The museum was the former residence of Viggo Brandt-Erichsen, an internationally known painter and sculptor, and his wife Martha Mott, a painter and art teacher. In 1950, the couple constructed their house to reflect large farmhouses of 18th century Jutland in Denmark. The museum was renovated in 1987 and opened to the public in May 1988. The Brandt-Erichsen family first donated it to the Santa Ynez Valley Historical Society. Subsequently, the City of Solvang took over ownership and maintenance and the non-profit Solvang Heritage Associates operated the museum. Later, due to the city's decline in budget, the ownership and maintenance was transferred to Solvang Heritage Associates in June 2007.

The name Elverhøj means "Elves' Hill". It came from the famous folk play Elverhøj from 1828 where a king visits dancing wood-spirits and forest friends at night. The play has been performed in Solvang since 1914. The redwood carving on the front door was inspired by the play and designed by Viggo Brandt-Erichsen. It is now the museum's logotype.

Elements of Scandinavian architecture can be seen throughout the building, such as ornamental wrought iron, a carved wooden front door, and hand-painted panels. There is a traditional Danish kitchen with pine floors, countertops, and tables decorated with hand-painted green and stenciled flowers.
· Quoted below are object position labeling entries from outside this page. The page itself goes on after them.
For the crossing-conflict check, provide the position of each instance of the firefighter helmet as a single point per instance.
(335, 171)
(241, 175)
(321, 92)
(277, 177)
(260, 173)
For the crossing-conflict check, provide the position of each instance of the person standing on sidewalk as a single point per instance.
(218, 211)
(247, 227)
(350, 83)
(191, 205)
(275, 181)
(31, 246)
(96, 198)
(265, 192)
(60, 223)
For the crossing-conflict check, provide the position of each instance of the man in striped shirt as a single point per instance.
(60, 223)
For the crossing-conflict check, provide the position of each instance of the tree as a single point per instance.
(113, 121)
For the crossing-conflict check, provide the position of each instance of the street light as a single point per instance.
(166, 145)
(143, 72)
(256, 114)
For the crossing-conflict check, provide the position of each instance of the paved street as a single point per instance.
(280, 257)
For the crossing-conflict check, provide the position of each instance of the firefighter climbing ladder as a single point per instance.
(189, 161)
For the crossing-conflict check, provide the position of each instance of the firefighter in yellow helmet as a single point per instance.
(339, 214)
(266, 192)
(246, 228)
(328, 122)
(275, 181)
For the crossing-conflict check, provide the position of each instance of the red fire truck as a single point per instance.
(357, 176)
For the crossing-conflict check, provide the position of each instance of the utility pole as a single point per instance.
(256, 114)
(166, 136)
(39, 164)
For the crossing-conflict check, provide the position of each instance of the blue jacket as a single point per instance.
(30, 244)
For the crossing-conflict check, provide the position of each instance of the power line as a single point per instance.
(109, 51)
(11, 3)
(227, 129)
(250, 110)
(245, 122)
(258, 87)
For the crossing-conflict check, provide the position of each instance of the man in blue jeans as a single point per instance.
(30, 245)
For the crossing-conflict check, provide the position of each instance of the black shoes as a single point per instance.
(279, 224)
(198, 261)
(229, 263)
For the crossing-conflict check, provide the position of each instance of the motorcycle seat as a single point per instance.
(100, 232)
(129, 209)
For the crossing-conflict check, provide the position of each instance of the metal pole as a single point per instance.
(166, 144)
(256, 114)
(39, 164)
The museum also contains a number of old photographs and traditional arts and crafts, such as displays of paper cutting, lace-making, and wooden clog making. There are also rotating exhibits that change throughout the year about the surrounding area.

The Museum Store offers a curated selection of Danish and Scandinavian books, jewelry, and other gift items.

The museum is open Thursday - Monday from 11:00 a.m. - 5:00 p.m.

Non-member admission is $5.00 for ages 12+. Seniors (65+) admission is $4.00. Veterans, Active Military, and all children under 12 are free.

Elverhøj Museum of History and Art is a member of the North American Reciprocal Museum Association (NARM), the Reciprocal Organization of Associated Museums (ROAM), and Museums For All.